Alguna vez tiene dificultad para encontrar la palabra que necesita, o, como ella dice, «pierde la onda», pero es solo una cuestión de segundos, los suficientes para respirar y darle tiempo a las palabras. Rosa cuenta que durante el confinamiento volvió a sufrir «un pampurrio», de nuevo el corazón, al que fue necesario colocarle un marcapasos, pero este nuevo traspié no le ha borrado ni un ápice de sus ganas de vivir.
Sus hijas bromean con ella por la cantidad de trabajo que ha tenido durante la cuarentena, las actividades se le acumulaban y le preguntaban que si estaba «haciendo un máster». Esta cuarentena también le ha traído cosas que no le gustan, aunque las acepta: «Lo malo es que con esto del confinamiento las fiestas que nos organizábamos, que íbamos a comer por ahí a final de año, no podemos hacerlo».
Rosa quiere animar a todas las personas con daño cerebral adquirido a que se animen a unirse a la asociación. «Yo era de las retraídas que no quería ir. A los nuevos se les nota mucho al principio, supongo que es lo que me pasaría a mí. Solo observan y necesitan más ayuda para expresarse bien y tener ganas de conectar con los demás, eso lo he vivido en mí», pero afirma que merece la pena.
Además, cada vez son personas más jóvenes. «Ay, ay, ay. La presi tiene 50 años y ya hace un montón de años que le ha pasado. La gente joven tiene que cuidarse. Yo no he bebido nunca en mi vida, pero fumar... He estado muchísimos años, aunque mi marido no fumaba. Fue salir con el ictus y ya no volví a fumar un cigarro más», insiste.
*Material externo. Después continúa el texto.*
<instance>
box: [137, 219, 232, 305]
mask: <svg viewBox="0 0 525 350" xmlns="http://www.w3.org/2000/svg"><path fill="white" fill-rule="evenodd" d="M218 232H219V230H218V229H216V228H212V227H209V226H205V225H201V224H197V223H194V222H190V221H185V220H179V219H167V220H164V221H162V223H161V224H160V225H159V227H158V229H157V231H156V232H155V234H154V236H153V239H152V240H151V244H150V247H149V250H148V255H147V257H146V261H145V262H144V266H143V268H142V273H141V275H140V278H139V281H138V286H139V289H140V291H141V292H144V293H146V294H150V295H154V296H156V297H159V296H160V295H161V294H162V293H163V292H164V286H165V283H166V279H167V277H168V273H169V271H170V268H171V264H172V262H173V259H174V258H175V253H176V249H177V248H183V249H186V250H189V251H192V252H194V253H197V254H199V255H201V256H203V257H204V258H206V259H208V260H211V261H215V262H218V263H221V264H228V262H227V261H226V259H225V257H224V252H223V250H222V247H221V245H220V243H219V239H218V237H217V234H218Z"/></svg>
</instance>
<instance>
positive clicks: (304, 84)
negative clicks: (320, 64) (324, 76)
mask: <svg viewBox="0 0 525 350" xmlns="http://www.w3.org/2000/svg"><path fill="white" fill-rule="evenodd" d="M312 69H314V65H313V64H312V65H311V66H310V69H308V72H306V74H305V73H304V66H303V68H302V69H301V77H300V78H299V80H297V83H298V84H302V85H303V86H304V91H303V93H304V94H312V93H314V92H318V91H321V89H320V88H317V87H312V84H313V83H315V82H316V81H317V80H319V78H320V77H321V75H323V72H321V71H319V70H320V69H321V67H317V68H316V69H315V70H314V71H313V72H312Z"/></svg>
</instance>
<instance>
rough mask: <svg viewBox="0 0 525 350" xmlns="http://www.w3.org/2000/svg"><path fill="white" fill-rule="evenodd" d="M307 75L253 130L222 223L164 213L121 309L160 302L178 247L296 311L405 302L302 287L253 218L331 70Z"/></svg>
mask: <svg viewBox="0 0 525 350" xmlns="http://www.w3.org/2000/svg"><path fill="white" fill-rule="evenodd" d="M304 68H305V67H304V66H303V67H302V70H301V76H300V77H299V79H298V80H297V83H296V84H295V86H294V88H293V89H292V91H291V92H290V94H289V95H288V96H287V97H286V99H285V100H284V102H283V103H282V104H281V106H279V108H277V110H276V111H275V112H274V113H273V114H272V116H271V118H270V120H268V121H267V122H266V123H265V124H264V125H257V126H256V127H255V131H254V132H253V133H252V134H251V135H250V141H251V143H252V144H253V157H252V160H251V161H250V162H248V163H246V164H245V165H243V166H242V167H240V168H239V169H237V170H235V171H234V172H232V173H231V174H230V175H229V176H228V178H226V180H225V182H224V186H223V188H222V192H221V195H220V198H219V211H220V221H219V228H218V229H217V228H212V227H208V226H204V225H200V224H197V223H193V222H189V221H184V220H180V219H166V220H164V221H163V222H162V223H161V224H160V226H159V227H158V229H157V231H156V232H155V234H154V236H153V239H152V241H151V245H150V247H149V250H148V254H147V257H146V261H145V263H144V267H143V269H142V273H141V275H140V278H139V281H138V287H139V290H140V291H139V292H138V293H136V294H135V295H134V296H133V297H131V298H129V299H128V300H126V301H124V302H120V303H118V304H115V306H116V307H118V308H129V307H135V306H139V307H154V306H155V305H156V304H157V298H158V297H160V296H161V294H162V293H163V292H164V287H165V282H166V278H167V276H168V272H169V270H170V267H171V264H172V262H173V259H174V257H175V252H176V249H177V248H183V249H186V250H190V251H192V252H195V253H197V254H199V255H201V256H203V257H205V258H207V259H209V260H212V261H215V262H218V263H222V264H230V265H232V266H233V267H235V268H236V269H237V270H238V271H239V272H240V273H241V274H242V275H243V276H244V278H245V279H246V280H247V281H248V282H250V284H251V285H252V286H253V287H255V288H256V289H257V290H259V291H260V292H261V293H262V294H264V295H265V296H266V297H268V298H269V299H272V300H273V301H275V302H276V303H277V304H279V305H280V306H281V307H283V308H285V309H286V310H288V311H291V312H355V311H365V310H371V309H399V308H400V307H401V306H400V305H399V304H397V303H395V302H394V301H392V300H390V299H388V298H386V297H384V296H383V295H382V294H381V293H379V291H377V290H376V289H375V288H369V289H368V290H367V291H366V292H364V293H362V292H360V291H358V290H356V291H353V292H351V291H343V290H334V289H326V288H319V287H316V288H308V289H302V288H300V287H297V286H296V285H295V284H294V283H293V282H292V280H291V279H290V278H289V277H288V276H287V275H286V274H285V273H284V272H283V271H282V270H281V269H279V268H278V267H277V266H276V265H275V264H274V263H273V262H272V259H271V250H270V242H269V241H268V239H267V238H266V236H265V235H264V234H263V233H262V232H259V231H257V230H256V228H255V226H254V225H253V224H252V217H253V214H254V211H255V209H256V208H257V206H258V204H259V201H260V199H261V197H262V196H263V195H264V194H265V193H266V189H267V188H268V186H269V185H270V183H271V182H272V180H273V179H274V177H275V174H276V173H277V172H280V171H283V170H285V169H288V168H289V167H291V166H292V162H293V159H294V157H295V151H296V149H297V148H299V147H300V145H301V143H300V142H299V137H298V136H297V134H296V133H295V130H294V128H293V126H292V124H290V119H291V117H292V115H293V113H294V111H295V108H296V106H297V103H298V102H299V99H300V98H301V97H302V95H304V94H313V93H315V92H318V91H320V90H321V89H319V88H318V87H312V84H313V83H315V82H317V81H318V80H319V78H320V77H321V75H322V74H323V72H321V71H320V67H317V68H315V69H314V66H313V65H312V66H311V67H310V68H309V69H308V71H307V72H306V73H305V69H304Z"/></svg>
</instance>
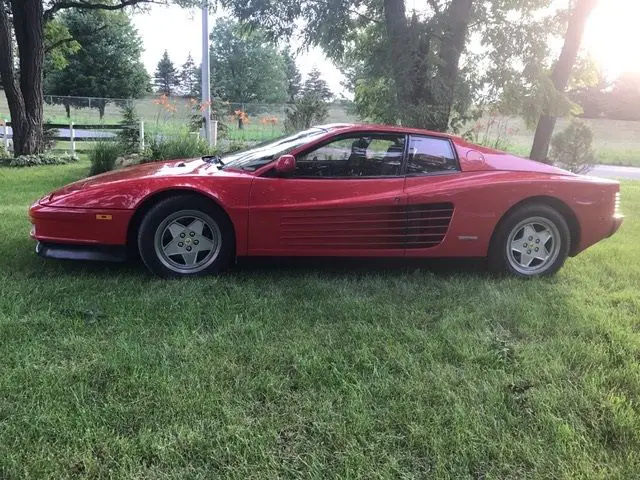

Lo que no recuerda es haber sentido nada especial antes de que le pasara. «Esa noche le di muchas vueltas a que mi marido estaba en la UVI y me estuve toda la santa noche fumando. Al ir a levantarme no podía levantarme, hablaba mal, sabía que me estaba pasando algo, pero no que era un ictus, pensaba que era por haber fumado mucho y por la preocupación por mi marido. En el hospital me llevaban en silla de ruedas de la UVI del ictus a la UVI donde estaba mi marido», rememora.
Rosa solo se queja, y poco, porque dice que le cuesta «aprender los nombres» de las personas que conoce.«Se me olvidan enseguida los nombres que me dicen», afirma. Esta es, si acaso, la secuela más molesta para ella. «Al hospital ya iba tocada, porque tuve polio, así que iba cojita. Aunque no te creas, de joven yo me ponía tacones y todo», bromea. Aunque sí reconoce que cuando salió del ingreso tuvo que perder el «miedo a la gente» y lamenta la mala letra que le ha quedado a pesar de que las manos no se le han deformado. «Hay cosas que se me olvidan, pero supongo que a una casi 'ochentona' es normal que se le olviden», dice.
Rosa quiere lanzar un mensaje para todos los que como ella han sufrido daño cereblar adquirido: «Yo también pensaba que cómo sería ir a la asociación, si todos iríamos 'escoñaditos' el ambiente que habría, pero es estupendo, yo voy desde el 2017».
La risa resuena desde el otro lado del teléfono mientras la vida sigue. Porque Rosa y su vitalidad son contagiosas.